Industri pakaian bayi dalam negeri mengalami tantangan besar akibat minimnya pesanan dari pasar lokal, terutama pasar-pasar besar seperti Mangga Dua di Jakarta. Hal ini terjadi karena daya saing industri lokal kalah dari barang impor yang lebih diminati oleh para pedagang. Pabina Pengurus Perkumpulan Pengusaha Pakaian dan Perlengkapan Bayi Indonesia (P4B), Roedy Irawan, mengungkapkan bahwa pesanan dari wilayah seperti Tanah Abang hingga Cipulir sudah sangat berkurang bahkan tidak ada sama sekali. Situasi ini terjadi sejak beberapa tahun terakhir, terutama setelah terjadi lonjakan impor dari China yang membanjiri pasar domestik.
Pemerintah seharusnya bisa mengontrol besarnya impor saat ini karena produksi pabrik dalam negeri sudah menurun akibat tersedianya stok barang yang melimpah di pasaran. Wakil Ketua Umum Asosiasi Pertekstilan Indonesia (API), Ian Syarif, melihat ada faktor masif dari pameran pakaian bayi impor di Indonesia yang semakin menguat. Pengusaha dari China bahkan menjual barang secara langsung dengan harga per kilogram. Meskipun label bahasa Indonesia sudah diatur dalam aturan Permendag, namun di pasaran masih banyak ditemukan label dengan bahasa asing. Ini menyulitkan industri lokal yang terdampak oleh kehadiran barang impor yang tidak terkontrol.

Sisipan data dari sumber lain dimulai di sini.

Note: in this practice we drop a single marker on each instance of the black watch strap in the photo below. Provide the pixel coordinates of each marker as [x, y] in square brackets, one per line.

Implikasi kompleks ini akan berdampak pada rantai pasok industri dalam negeri, mulai dari hulu hingga hilir. Dengan kebijakan pasokan dan permintaan yang tidak seimbang, banyak sektor seperti penjahit, garmen, pabrik, tekstil, dan produsen benang yang terancam. Diperlukan langkah tegas untuk mengendalikan masuknya barang impor yang merugikan industri lokal demi menjaga daya saing dan pertumbuhan ekonomi dalam negeri.